By admin, 28 octobre 2012 7:51

 

« Ah ! Que la vie est quotidienne…»[1]

 

Dans L’Herbe des nuits, le narrateur prend des notes. Précises, parcellaires ; essentielles et  énigmatiques, dans un petit carnet. Lieux, rues et quartiers parisiens : l’Unic Hôtel, les Gobelins, Jussieu, le Luxembourg. Il recense des rencontres de hasard : une femme nommée (peut-être) Dannie et un faux étudiant. Autant de silhouettes esquissées, puis reprises, redessinées, complétées au fil du roman, qui croisent des figures illustres et venues du passé. Car le narrateur tricote aussi des existences littéraires : Charles Cros, Tristan Corbière, Jeanne Duval sont l’autre mémoire parisienne.
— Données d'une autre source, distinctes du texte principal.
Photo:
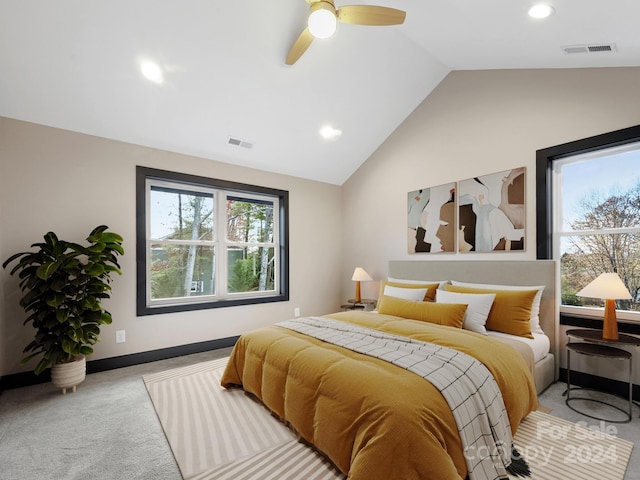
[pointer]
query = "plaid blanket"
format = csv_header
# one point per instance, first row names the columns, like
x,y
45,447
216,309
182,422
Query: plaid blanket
x,y
466,384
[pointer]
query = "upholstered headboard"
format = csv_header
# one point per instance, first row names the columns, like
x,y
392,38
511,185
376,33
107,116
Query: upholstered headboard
x,y
516,272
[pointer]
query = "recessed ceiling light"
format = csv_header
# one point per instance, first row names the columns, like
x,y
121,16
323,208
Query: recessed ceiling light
x,y
152,71
541,10
330,133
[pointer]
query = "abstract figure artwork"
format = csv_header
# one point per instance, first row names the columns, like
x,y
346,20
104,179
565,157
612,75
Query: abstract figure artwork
x,y
431,216
491,212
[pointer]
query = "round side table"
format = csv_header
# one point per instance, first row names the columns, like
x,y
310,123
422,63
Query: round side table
x,y
595,346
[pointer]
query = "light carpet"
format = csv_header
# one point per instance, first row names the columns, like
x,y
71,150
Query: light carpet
x,y
222,434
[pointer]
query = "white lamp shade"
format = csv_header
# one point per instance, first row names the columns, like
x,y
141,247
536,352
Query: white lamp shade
x,y
359,275
607,286
322,21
Quand ? Peut-être en janvier… Les saisons comme les silhouettes se croisent et se confondent. La mémoire se noie dans une brume bleue, gouttelettes de souvenirs en pluie fine. On imagine Paris nocturne, sous les lampadaires incertains. Le narrateur à la recherche d’une femme, d’un temps recommencé, d’une lumière tremblotante. Une fenêtre éclairée, où peut-être quelqu’un vous attend. Peut-être pas, d’ailleurs.
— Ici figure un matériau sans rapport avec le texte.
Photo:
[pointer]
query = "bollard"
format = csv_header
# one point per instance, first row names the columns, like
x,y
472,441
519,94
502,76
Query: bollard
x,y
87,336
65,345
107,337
Au milieu de cette brume bleue, il y a un crime, auquel on ne s’intéresse pas. Le narrateur, lui, note. Garde des preuves de l’existence des gens, des choses. Il y a eu cette femme autrefois, et il y a eu Paris. Quelques petits cailloux de souvenirs qui persistent, résistent, n’empêchant pas cette dilatation étonnante du temps et de l’espace. Un art de mémoire.

 

L’Herbe des nuits, Patrick Modiano, Paris, Gallimard, septembre 2012.

Gwenaëlle Ledot


[1] Jules Laforgue, Complainte sur certains ennuis.